My experience has been good, with a Django app maintained for over 8 years now. We've only updated Django when a new LTS version is out. That means once every two years there's an update that may break something, but I don't remember it ever being more than a few hours of work.

We do take some care to (mostly) only use documented interfaces, so maybe that helps?

I'm sorry, but this is just programming. You have two choices: 1. Never upgrade and keep everything stable but go through hell when you inevitably must update something or 2: keep up with the latest and go through some minor pain with every release.

It's a lot like taking care of a house or car.

The world does not stand still, much less programming frameworks.

Hmmm, with well chosen, thought through abstractions, which only presume the minimum they need to presume about their usage, the frequent changes you describe are not a given.

The question is, what it is, what frequently needs to change and why no appropriate abstraction has been found to reach stability.

We're talking about a huge web framework here.
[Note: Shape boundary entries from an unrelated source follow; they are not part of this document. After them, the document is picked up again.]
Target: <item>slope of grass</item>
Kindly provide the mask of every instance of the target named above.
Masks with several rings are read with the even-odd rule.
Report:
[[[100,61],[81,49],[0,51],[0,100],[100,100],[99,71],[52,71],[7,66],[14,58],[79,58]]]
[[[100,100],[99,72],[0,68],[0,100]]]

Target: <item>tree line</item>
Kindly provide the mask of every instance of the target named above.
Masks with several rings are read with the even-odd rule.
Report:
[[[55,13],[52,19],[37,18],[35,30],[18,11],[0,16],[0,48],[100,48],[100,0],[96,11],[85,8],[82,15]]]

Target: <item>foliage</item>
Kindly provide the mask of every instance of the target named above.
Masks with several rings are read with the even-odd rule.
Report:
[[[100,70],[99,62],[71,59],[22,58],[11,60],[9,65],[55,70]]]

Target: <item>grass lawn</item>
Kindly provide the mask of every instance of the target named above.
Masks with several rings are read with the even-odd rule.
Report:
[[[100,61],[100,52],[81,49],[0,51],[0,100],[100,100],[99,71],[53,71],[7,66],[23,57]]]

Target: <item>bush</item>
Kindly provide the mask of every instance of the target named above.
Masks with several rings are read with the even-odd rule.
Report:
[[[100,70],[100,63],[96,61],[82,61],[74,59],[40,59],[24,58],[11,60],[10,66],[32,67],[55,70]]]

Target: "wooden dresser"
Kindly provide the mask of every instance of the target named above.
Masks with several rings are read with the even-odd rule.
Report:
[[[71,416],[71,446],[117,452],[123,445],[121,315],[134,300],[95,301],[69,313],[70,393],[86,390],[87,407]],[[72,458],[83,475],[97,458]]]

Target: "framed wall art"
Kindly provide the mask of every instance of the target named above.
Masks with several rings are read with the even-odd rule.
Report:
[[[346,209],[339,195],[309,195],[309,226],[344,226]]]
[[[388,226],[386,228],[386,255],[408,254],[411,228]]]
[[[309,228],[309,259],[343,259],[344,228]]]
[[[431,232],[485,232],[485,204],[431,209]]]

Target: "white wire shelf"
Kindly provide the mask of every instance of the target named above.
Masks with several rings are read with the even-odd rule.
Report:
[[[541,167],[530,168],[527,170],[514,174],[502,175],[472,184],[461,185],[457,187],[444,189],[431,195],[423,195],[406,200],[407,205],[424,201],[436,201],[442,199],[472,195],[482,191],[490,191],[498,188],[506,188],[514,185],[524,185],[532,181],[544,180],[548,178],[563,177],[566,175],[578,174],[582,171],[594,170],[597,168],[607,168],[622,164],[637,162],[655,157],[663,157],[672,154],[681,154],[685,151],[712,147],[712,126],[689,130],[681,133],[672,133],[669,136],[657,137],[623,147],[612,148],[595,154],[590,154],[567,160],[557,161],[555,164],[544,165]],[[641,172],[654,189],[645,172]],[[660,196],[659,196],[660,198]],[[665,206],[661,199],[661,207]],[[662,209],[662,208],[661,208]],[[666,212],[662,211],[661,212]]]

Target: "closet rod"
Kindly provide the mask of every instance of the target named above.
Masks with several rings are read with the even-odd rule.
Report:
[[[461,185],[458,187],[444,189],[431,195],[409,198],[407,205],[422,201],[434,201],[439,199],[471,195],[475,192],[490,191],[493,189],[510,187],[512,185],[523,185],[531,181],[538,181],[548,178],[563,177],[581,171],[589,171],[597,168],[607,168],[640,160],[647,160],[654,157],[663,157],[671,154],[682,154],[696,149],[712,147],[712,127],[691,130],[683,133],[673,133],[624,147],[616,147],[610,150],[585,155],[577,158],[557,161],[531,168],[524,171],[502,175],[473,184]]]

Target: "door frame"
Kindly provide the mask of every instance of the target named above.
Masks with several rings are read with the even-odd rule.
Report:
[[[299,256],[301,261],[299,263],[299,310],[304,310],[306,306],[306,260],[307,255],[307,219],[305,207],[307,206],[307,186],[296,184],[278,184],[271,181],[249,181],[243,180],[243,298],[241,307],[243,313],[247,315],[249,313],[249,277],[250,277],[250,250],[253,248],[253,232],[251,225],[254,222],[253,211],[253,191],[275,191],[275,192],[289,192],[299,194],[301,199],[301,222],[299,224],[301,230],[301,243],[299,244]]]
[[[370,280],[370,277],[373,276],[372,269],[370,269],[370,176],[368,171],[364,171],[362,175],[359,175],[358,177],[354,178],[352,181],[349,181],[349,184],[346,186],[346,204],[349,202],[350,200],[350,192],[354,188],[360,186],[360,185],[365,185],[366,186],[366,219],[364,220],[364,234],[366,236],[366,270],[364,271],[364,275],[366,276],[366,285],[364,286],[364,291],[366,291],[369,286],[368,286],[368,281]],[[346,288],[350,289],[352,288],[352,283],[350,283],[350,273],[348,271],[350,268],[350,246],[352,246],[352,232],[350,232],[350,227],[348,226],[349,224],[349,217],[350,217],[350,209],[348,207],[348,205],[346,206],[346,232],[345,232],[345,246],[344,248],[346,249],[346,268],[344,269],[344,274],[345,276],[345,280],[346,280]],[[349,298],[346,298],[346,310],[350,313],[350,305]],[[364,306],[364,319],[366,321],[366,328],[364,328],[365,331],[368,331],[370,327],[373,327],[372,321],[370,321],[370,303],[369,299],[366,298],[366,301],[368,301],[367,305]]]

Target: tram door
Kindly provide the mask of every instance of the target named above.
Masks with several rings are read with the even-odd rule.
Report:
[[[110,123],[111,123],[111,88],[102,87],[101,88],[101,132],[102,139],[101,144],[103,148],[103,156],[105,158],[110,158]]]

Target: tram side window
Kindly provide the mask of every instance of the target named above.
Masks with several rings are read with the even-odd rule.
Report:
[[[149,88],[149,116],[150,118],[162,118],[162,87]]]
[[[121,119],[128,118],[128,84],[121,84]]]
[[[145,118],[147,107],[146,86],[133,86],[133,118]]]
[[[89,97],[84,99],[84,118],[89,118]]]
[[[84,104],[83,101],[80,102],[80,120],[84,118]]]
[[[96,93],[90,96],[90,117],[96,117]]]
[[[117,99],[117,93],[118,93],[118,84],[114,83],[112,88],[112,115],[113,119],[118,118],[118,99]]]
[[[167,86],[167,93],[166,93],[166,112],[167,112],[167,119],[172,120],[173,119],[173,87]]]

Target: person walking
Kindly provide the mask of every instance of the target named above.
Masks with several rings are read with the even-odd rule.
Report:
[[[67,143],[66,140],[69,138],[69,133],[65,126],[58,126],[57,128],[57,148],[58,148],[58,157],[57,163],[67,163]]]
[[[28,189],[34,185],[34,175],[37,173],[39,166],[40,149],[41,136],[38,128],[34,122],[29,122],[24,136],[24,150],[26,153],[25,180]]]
Your comment might apply to small isolated pieces of code. But Django is built on top of thousands if not millions of abstractions. It's absolutely unreasonable to think that it won't change.
I tend to keep one CI pipeline with all dependencies unpinned (I made pip-chill for that reason) and Django set to the latest version to get early warnings of the impending doom.

That said, it takes a while for the Django folk to end support for a release so, at least, there is not much of a hurry to update a running app.

> Django puts DeprecationWarnings basically everywhere

This seems like exactly the way that deprecations should be handled. Are you suggesting they should maintain backwards compatibility for much longer? They already have a pretty long deprecation policy.

Can you elaborate on some of the things you've been frustrated with?

I find Django has a pretty solid deprecation policy, with the goal being that if you have no deprecation warnings then upgrading is simple. Third party dependencies do get in the way of that sometimes though.

I'm only a beginner with Django, but I tend to agree to a point - reason being is that I've found old code that I want to use (github, etc.), but it targets Django 1.x (later versions, say 1.10), and will use a load of stuff which is now removed. The issue I've had is that the documentation seems to be difficult to find these removed elements - such as last week, looking for the {% ssi (file) %} tag, which it took me the best part of an hour searching to find out which version it came from - and indeed that it was a standard tag!

A lot of the imports seem to move around (which is easy to fix, once you know where they now are), and some things have just vanished.

I know documentation is a nightmare to produce, but there must be a way to automatically produce it for either import relocations or deprecations so you can find things like this easily?

Sorry, but Django is the best framework I've found for managing deprecations.

In the web world it's quite frequent to have major versions every couple years that break everything and require substantial dev cycles to keep up.

That said, 1.x applications are quite old by now.

For me, upgrading Django for a series-A sized startup (e.g. 25KLOC) takes maybe 2 - 4 hours on average, assuming there is good integration test coverage. What parts of the upgrade process are you finding take a long time?

I feel like the last Django release that was at all complicated to upgrade to was maybe 1.9, in terms of getting the test cases to run properly in parallel if they hadn't been properly isolated. And even that was more of a Python3-like situation, where it really only exposed things that people had done incorrectly previously.

Compared to how fast things move in frontend world, Django feel like ultra stable to me. Upgrading an old django project to the latest version typically doesn't affect any fundamental things. Maybe some classes has been moved into contrib or spin off as non-core packages, or some methods has been removed and replaced with another methods, but never fundamental changes that requires you to rewrite majority of your code.